When I talk to farmers about this issue the usual response is that generally there are no problems with 99% of their neighbours. Most have been spraying beside gardens for years without complaint.

However, among this harmony there are some notable and highly vocal exceptions. It is quite clear some people feel their health is being seriously compromised by the use of crop protection materials and, not surprisingly, they feel very strongly about it to the point they’ll take every opportunity to speak out and complain.

And this may be the nub of the problem. For the silent majority, spraying doesn’t appear to be a problem but you don’t hear much from the reticent, no matter how content they may be. This makes it imperative that we farmers speak out to keep the issue in balance. But, let’s face it, it’s hardly in our nature, is it?

Let me give you a neat illustration of this. Ten years ago the Curry Commission consulted widely and thoroughly in investigations that eventually led to a very important report that affected farm policy at the highest level. If you look at the back of the report there are long lists of all those organisations that bothered to make submissions.

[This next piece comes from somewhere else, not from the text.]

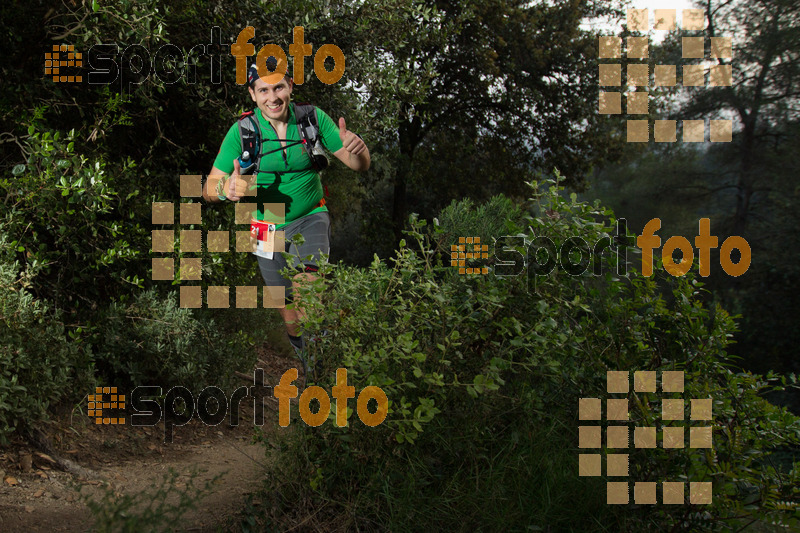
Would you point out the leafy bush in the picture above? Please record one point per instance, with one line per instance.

They include the Wellington Llama Club, Camden Council and Bath Association of Graduate Women. But farmer organisations listed, particularly local or regional farmer groups, are notable only by their scarcity.

What mystifies me here is that I know for a fact that across rural Britain there are hundreds of farmers’ clubs and agricultural associations with collective memberships that amount to tens of thousands. But, while they spend time and energy organising shows and ploughing matches or putting together farm walks and winter meetings, they would never consider replying to a government consultation exercise on an issue that affects the everyday activities of farmers.

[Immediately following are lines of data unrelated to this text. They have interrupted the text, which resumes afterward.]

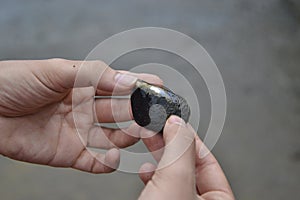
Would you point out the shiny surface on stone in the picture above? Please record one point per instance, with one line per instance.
(152, 105)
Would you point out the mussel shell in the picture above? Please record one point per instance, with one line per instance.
(152, 106)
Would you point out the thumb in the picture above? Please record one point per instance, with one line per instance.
(177, 166)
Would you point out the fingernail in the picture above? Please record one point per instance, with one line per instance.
(125, 79)
(174, 119)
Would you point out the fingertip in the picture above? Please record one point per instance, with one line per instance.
(112, 158)
(172, 126)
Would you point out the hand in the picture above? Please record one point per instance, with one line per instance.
(39, 106)
(191, 175)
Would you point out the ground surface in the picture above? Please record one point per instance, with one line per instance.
(256, 45)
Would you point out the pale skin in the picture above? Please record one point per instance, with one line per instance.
(45, 104)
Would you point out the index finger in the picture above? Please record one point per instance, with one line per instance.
(209, 174)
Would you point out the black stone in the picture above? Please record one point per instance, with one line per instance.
(152, 106)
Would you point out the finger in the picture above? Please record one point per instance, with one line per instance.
(179, 150)
(209, 174)
(146, 172)
(91, 73)
(97, 163)
(150, 78)
(154, 143)
(113, 110)
(106, 138)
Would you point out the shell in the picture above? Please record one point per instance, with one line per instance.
(152, 105)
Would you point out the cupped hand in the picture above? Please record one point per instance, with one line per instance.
(45, 105)
(183, 172)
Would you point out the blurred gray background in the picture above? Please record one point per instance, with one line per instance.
(255, 44)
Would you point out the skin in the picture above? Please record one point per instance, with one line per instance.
(37, 117)
(195, 174)
(45, 104)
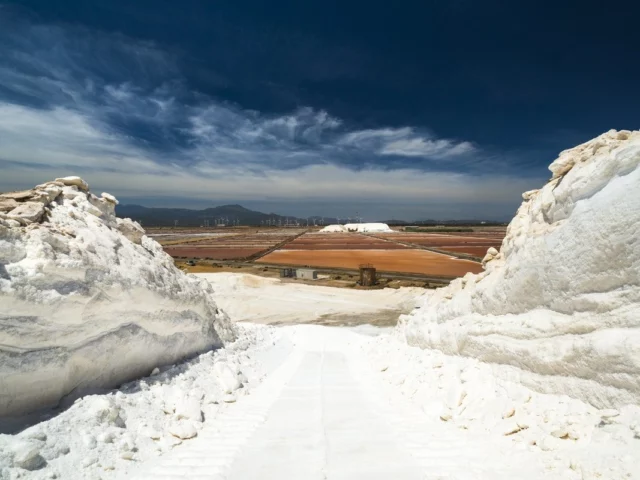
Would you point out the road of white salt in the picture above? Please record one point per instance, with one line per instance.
(326, 414)
(306, 401)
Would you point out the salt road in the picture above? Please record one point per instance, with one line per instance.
(324, 413)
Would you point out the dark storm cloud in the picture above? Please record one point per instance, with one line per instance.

And yet, in complete contrast, there is a legion of small, largely non-agricultural, highly politically motivated groups who are poised over their computer keyboards keen to have their say.

I have no doubt that this piece will provoke some letters to Farmers Weekly lambasting me for daring to suggest concerns about pesticides are in some way talked up by a vocal minority. I hope it does, because it will prove my very point. Meanwhile thousands of farmers will read the article and then get on with some “proper” work.”